In addition to the terminal position (Figure 6 and Figure 7), interstitial telomeric-like repeats were detected in five out of 20 studied species, namely, in Celestus warreni, Heloderma exasperatum, Heloderma horridum, Varanus salvadorii, and Xenosaurus platyceps. In both species of the genus Heloderma, extensive amplification of telomeric repeats were identified in several pairs of microchromosomes. Telomeric repeats often tend to accumulate in the microchromosomes of sauropsids, as was documented in birds [52], turtles [44,53,54], and snakes [55]. Microchromosomes have generally higher rates of recombination in comparison to macrochromosomes [56,57,58]; therefore, we can speculate that telomeres extensively amplify in microchromosomes as a consequence of the DNA repair mechanism occurring after recombination events [59,60]. ITRs were detected in a single pair of macrochromosomes in Xenosaurus platyceps and Varanus salvadorii, and in five pairs of macrochromosomes in Celestus warreni. The origin of the ITRs is not clear, it might be a result of chromosomal rearrangements, such as chromosomal fusions or inversions, as well as activity of retrotransposons [61,62,63,64]. In addition, telomeric-like sequences are often part of the (peri)centromeric satellite motifs [65,66]. Overall, the presence of ITRs is quite rare in anguimorphan reptiles, in comparison to other toxicoferan reptiles, such as “haenophidian” snakes [67] and chameleons [49].
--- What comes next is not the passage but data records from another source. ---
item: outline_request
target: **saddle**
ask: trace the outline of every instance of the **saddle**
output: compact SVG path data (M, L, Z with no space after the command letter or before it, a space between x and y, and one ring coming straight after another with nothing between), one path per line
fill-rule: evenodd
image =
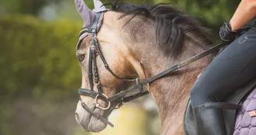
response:
M254 90L256 86L256 79L250 82L244 87L236 90L233 93L229 94L224 101L226 103L239 105L243 99ZM187 108L184 114L183 128L185 135L197 135L196 126L194 122L194 114L189 99ZM227 135L231 135L234 131L234 124L236 119L236 112L237 110L222 109L223 118L225 121L226 130Z

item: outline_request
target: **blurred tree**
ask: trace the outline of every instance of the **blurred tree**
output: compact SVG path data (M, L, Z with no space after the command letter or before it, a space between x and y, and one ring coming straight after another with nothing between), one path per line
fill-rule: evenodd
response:
M2 0L6 12L19 12L22 14L37 15L41 9L51 3L59 2L61 0Z
M58 135L75 126L80 28L73 21L0 18L0 134Z

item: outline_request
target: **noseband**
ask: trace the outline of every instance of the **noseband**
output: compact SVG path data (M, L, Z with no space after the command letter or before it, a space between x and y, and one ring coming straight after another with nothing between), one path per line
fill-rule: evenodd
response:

Animals often show variability in the chromosomal position and the amount of accumulation of rDNA loci among and within species, e.g. [72,73,74,75,76,77,78]. The rDNA loci were detected only in one pair of chromosomes in most of the studied anguimorphan species, but their topology varies from a pair of microchromosomes in four species (Barisia rudicollis, Gerrhonotus liocephalus, Xenosaurus platyceps, Xenosaurus rectocollaris) to a pair of macrochromosomes in the remaining studied species (Figure 8 and Figure 9). Notably, rDNA loci were detected in two pairs of macrochromosomes in Heloderma horridum and H. exasperatum (Figure 8). The presence of rDNA loci in multiple chromosome pairs is rather uncommon in reptiles, and it was previously reported in few species, such as the boa Candoia paulsoni [67] and the iguanas Oplurus cyclurus [74], Leiocephalus carinatus and Leiocephalus raviceps [72].
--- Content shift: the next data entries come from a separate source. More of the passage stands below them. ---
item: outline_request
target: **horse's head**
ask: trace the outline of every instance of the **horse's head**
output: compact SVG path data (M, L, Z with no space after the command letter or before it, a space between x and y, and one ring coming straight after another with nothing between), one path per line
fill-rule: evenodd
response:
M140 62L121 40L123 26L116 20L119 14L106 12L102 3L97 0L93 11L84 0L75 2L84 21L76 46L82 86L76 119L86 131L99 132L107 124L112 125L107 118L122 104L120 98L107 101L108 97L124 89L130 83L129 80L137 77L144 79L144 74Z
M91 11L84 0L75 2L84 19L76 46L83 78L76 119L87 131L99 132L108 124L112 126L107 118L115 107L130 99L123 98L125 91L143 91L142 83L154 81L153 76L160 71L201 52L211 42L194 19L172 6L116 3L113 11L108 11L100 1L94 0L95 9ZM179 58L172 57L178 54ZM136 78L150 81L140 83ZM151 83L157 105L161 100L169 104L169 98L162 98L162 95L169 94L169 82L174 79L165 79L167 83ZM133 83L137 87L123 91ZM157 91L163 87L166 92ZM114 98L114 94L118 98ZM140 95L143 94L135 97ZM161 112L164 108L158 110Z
In addition, rDNA loci often accumulate on the sex chromosomes of reptiles. Notable differences in the copies of rDNA loci between the Z/W and X/Y sex chromosomes were previously reported in several species of trionychid and chelid turtles [53,79,80,81]. On the other hand, the rDNA loci are not detected on the Y chromosome of the common sandfish Scincus scincus (Scincidae) and the W chromosome of the Peters’ keeled plated lizard Tracheloptychus petersi (Gerrhosauridae), although they contain their X and Z chromosomes, respectively [7,82]. Notably, we did not detect any sex-specific accumulation on the sex chromosomes of anguimorphan reptiles (Figure 8 and Figure 9).
The chromosomal regions with rDNA loci tend to act as “hotspots” for recombination, which can explain, at least partially, the large variability in the accumulation and chromosome position of rDNA loci [73]. Such variability can be neutral and tolerated by the cell. In support, the comparison of silver-stained NORs (i.e., transcriptionally active rDNA loci) and rDNA-FISH (i.e., all chromosome positions with rDNA loci) revealed variability in the activity of rDNA loci [83,84,85]. Therefore, we speculate that the genome of some species might have more copies of rDNA loci than the minimum requirement for proper cellular function. For example, only 25–50% of rDNA loci are needed for normal development in the African clawed frog, Xenopus laevis [86]. On the other hand, the variability in rDNA loci can cause the development of cancer [87,88] and genome instability [89].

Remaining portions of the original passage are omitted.